At the finale, Murdoch, who has evolved the Strangers’ power to alter physical reality, changes Dark City to a City of Light and goes out looking for the woman (Connelly) who had the memory of being his ex-wife but now has been given a new identity. The implication is that, no matter what their memories, something intrinsic to these two as human beings will always make them fall in love—a reassuring and very moving thought after nearly 100 minutes of gloom and doom. DARK CITY may not provide profound answers, but it deals seriously with a profound idea, and does it in a way that is cathartic and even uplifting, without being contrived or condescending. As a technical achievement, it is superb, and that technique is put in the service of telling a stylized story that would be difficult to realize any other way. For whatever reason, it may not have found the audience it deserved at the time of its release, but it is nonetheless one of the great achievements of fantastic cinema.

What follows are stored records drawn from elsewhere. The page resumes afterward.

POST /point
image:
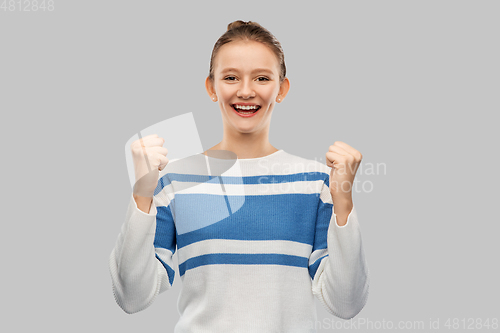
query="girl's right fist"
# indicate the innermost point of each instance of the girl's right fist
(149, 158)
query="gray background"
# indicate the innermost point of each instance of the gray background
(410, 84)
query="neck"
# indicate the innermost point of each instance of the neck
(246, 145)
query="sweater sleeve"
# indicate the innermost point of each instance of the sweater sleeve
(141, 264)
(337, 265)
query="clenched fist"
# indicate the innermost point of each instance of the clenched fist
(149, 158)
(344, 161)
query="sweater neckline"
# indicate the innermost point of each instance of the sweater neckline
(262, 157)
(250, 159)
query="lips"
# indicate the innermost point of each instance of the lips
(245, 104)
(247, 113)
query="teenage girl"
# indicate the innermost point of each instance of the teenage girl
(247, 77)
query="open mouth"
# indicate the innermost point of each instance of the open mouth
(245, 110)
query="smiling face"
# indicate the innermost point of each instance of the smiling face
(246, 74)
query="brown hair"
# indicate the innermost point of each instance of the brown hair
(241, 30)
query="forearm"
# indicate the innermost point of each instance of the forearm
(143, 203)
(342, 207)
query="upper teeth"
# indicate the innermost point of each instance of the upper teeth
(252, 107)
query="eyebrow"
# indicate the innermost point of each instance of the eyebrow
(255, 70)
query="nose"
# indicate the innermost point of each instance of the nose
(246, 91)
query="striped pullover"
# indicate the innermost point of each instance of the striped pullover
(256, 240)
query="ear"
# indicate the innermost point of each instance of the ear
(284, 87)
(210, 88)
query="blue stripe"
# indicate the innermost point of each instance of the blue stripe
(324, 216)
(243, 259)
(261, 217)
(170, 271)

DARK CITY. New Line, 1/98. Director: Alex Proyas. Writers: Proyas, Lem Dobbs, David S. Goyer. Producers: Alex Proyas, Andrew Mason, Barbara Gibbs; executive producers, Michael De Luca, Brian Witten. Original music composed by Trevor Jones. Cinematography: Dariusz Wolski. Editing: Dov Hoenig. Production design: George Liddle, Patrick Tatopoulos; arti direction, Richard Hobbs, Michelle McGahey. Costume design: Liz Keogh. Rated R. 105 mins. With: Rufus Sewell, Kiefer Sutherland, Jennifer Connelly, Richard O’Brien, William Hurt, Ian Richardson, Colin Friels, Bruce Spence.